Pertemuan kedua saya dengan Mbak Suciwati, istri almarhum Munir. Ini terjadi di 2007, saya juga lupa persisnya. Yang saya ingat, ketika itu malam, mungkin sekitar pukul 21.00 WIB-22.00 WIB. Saya usai pulang kantor di Warung  Buncit mampir ke kawasan Menteng. Ada satu bank, Lippo Bank, di sana yang kalau malam terasnya menjadi tempat nongkrong tamu-tamu Menteng.

Malam itu saya mengambil uang di ATM Lippo tersebut. Menteng jelang tengah malam memang ramai. Banyak pedagang makanan buka kedai di samping Lippo. Tamu yang datang duduk di meja kedai atau duduk di teras Lippo itu. Di teras itu saya melihat Mbak Suciwati. Dia mengenakan baju hitam dan celana jeans. Posisi duduknya agak rebah. Ia bersama satu orang teman. Mereka berbicara dengan nada pelan.
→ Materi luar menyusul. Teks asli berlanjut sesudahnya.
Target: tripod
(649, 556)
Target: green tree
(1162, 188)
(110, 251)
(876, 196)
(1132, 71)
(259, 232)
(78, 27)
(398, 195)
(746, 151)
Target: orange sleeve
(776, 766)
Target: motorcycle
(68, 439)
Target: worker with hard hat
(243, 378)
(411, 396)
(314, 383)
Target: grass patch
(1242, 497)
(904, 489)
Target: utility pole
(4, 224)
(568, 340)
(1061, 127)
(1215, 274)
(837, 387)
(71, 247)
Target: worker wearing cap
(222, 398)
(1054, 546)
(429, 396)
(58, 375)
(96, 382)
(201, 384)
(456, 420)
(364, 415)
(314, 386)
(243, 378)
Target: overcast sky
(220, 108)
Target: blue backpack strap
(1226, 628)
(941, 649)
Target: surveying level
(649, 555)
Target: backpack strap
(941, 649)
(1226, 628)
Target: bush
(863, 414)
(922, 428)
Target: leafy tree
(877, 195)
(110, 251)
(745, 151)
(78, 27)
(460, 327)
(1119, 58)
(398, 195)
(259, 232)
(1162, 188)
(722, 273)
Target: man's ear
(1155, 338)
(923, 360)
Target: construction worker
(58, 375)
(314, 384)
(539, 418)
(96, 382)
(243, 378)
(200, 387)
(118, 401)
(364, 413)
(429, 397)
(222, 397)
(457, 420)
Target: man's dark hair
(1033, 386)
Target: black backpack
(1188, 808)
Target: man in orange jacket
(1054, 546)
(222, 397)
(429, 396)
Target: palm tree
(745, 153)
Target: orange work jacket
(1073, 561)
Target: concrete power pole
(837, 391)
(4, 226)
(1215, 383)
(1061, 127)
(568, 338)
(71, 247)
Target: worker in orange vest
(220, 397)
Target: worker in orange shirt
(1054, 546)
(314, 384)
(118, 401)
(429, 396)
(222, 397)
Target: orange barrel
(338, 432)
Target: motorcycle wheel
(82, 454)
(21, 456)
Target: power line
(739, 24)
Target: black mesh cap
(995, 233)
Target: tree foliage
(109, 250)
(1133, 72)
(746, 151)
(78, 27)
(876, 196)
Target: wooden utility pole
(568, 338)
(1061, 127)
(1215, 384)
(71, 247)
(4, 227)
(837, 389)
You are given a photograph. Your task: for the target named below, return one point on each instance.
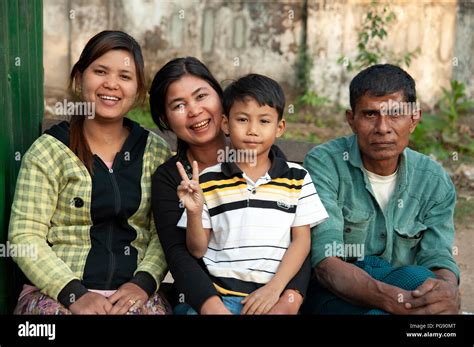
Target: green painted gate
(21, 112)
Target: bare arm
(264, 299)
(197, 237)
(192, 197)
(357, 287)
(437, 295)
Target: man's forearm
(357, 287)
(446, 275)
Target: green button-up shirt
(416, 226)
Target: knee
(410, 277)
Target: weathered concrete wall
(237, 37)
(463, 62)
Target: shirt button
(78, 202)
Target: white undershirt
(382, 186)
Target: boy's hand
(261, 301)
(189, 191)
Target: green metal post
(21, 110)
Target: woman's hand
(261, 301)
(189, 191)
(91, 303)
(129, 296)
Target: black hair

Saya sejenak mengamati Mbak Suciwati dan rekannya, karena posisi duduk mereka yang nyaris rebahan itu agak aneh. Dari remang-remang neon pedagang, ini karena teras Lippo selalu gelap, saya bisa melihat wajah Suciwati. Ia tampak sendu. Matanya seperti berkaca-kaca. Bicaranya sepatah-patah. Lagi-lagi saya baru ngeh kalau itu Suciwati Munir ketika berada di atas motor jauh dari Menteng. Ketika melihat langsung, saya hanya merasa perempuan itu sangat terkenal. "Tapi siapa dia?"

Pertemuan ketiga saya dengan Pollycarpus. Pada pertengahan 2008 saya mendapat tugas meliput beberapa situs sejarah terkait Bung Karno di Jawa Barat. Saya mampir ke Lembaga Pemasyarakatan Sukamiskin, Bandung. Di sana saya meliput sel Bung Karno yang terkenal itu.

Setelah meliput sel, rombongan saya dibawa ke bengkel untuk melihat tempat kerja Bung Karno memotong kertas dan buku.

Di tengah jalan, saya melihat Pollycarpus berdiri. Ia sedang merokok tak jauh dari satu bangunan. Saya dan satu teman lagi melepaskan diri dari rombongan, menuju ke Pollycarpus. Kami menyapanya dan ia menyapa balik.

"Apa kabar, Mas?"

"Baik, baik. Ya, beginilah saya," katanya dengan pelan.

Pollycarpus berbicara dengan nada santai tapi tegas. Struktur kalimatnya sangat rapi. Di akhir kalimat ia kerap mengatakan, "Begitu, kan?" seolah mengajak kami untuk setuju dengan pernyataannya. Saya dan rekan hanya mengangguk-angguk. Satu sipir memanggil kami.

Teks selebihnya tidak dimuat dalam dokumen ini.